In 1904 from the proceeds of "Babes in Toyland," the legendary musical theatre composer Victor Herbert commissioned the renowned Adirondack architect, William L. Coulter, to design and oversee the construction of his camp "Joyland" on the south shore of Lake Placid. Recognized as one of the most distinguished properties by AARCH, Camp Joyland offers a blend of European charm with rustic Adirondack appeal. The home boasts 6 bedrooms, newly renovated bathrooms, cobble stone fireplace, cathedral kitchen, office, and expansive covered porch. A sloping lawn and pathway lead to a 2 story/2 slip boathouse with entertainment room, large sitting dock and unparalleled views of Whiteface Mountain.
Seeking the piece and quiet of the great north woods, Victor Herbert settled on the south end of Lake Placid lake in the early 1900's. From the proceeds of "Babes in Toyland" in 1904 he commissioned the renowned Adirondack architect, William L. Coulter, to design and oversee the construction of his camp "Joyland". The cost of the project was $6,839.50............ not a bad return on investment. Revered as one of the Giants of the musical theatre he is considered the greatest American composer of Romantic Music........ And at the beginning of the 20th century this home was one of the centers of the Lake Placid social scene. Today, Camp Joyland is recognized by the Adirondack Architectural Heritage Organization as one of the most distinguished properties in the Adirondack Park.

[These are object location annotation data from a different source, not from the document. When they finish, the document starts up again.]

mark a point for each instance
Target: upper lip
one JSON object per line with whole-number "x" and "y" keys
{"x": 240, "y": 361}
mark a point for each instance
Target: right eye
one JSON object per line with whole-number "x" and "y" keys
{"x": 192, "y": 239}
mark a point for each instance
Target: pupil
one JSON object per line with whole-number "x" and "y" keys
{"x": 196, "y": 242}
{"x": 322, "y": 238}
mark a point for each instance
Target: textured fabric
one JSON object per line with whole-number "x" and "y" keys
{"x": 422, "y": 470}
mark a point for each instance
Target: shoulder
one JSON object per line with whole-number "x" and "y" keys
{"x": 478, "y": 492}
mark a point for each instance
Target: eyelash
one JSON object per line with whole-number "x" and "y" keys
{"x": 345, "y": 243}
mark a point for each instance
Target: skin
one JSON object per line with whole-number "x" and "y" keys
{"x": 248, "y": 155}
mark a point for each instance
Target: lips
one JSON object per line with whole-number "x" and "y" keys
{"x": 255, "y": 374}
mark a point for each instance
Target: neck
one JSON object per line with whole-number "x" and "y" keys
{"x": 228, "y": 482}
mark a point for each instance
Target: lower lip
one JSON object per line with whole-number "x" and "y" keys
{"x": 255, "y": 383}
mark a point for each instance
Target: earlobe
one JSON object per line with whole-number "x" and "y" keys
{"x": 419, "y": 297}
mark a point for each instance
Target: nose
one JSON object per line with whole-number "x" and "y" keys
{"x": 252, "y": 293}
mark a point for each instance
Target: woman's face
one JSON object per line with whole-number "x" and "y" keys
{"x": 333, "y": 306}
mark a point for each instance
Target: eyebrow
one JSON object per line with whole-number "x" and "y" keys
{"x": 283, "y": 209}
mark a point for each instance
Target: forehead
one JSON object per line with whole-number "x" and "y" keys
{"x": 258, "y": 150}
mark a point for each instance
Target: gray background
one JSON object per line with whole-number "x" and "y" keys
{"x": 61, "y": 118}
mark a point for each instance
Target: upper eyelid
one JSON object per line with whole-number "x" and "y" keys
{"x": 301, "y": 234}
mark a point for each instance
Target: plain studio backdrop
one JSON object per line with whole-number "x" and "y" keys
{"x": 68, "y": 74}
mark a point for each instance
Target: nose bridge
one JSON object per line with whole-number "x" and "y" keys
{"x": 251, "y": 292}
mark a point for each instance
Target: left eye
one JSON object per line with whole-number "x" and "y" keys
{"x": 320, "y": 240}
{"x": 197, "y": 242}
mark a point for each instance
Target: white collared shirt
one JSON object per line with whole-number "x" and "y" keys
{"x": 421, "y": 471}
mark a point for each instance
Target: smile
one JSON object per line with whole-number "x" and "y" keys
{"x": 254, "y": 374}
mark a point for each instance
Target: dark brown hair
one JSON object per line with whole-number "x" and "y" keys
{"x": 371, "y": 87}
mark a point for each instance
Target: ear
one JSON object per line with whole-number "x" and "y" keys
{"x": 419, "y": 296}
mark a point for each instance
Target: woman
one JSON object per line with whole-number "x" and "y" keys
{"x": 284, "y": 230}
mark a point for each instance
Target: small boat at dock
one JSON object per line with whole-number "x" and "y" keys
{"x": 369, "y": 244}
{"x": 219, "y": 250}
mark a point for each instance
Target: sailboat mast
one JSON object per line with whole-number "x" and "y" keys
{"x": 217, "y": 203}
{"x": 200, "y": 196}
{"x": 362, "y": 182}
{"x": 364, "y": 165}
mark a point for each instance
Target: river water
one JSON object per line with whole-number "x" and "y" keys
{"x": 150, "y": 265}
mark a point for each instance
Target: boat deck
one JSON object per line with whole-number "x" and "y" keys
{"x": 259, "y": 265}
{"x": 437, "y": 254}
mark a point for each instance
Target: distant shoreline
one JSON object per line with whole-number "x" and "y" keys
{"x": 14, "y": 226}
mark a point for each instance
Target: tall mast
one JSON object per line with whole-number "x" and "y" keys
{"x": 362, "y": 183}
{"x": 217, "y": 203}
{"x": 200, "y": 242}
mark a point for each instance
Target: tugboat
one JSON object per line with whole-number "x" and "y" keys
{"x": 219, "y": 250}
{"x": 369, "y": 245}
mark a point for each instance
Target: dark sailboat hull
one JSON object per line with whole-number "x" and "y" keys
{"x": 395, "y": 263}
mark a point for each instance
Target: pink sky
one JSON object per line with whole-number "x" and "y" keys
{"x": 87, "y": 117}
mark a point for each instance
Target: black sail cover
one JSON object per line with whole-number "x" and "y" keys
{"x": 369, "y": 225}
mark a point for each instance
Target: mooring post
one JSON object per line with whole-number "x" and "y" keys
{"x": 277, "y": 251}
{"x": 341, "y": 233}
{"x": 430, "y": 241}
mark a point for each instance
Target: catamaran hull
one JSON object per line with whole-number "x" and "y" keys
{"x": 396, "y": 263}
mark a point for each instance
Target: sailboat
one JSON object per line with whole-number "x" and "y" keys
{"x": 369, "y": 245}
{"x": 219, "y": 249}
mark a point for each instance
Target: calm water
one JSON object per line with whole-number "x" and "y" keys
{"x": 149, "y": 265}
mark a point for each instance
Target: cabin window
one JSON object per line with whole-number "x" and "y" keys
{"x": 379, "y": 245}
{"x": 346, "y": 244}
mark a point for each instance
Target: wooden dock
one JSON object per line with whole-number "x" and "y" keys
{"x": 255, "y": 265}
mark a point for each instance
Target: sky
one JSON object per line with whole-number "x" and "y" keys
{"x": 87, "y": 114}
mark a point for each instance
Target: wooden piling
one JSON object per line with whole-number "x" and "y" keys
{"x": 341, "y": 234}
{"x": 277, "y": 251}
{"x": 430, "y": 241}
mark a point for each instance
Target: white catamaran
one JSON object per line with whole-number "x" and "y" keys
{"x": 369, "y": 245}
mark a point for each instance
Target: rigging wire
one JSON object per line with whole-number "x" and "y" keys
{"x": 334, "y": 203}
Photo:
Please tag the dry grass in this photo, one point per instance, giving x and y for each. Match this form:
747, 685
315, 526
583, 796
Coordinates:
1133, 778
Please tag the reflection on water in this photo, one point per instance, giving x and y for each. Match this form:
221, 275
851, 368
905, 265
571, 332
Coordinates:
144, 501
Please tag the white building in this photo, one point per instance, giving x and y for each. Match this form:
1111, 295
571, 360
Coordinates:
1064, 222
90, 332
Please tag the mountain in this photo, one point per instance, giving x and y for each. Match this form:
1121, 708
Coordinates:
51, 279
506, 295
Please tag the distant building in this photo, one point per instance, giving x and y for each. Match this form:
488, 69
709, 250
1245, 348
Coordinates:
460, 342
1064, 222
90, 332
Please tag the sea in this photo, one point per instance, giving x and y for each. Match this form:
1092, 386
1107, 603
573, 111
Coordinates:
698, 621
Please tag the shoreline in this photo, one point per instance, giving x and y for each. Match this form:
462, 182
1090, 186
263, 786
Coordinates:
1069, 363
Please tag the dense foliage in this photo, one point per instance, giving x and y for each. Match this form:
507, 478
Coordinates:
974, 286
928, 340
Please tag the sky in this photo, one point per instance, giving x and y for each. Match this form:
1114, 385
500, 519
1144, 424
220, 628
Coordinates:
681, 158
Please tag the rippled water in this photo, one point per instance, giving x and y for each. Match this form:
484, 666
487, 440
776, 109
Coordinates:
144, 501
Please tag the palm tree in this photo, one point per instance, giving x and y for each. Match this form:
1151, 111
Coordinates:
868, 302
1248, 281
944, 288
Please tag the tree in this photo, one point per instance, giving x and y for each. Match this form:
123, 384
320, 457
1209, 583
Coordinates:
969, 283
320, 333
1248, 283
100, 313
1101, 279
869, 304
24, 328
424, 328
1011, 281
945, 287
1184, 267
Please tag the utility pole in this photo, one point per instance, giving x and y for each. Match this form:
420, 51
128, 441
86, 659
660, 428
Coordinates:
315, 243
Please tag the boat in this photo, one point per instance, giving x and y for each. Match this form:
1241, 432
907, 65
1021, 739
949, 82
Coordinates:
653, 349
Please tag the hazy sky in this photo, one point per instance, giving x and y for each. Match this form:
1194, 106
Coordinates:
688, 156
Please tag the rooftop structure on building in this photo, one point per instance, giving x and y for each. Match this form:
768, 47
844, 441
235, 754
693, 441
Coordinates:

Neil Gould, author of Victor Herbert " A theatrical life" wrote - " The home, eventually christened Camp Joyland was substantial in size typical of Adirondack cottages of that period: heavy wood rafters and beams, large stone fireplace, wheel-shaped chandeliers, well-bolstered furnishings. From this mountain eerie Herbert surveyed the coming season with enthusiasm and apprehension."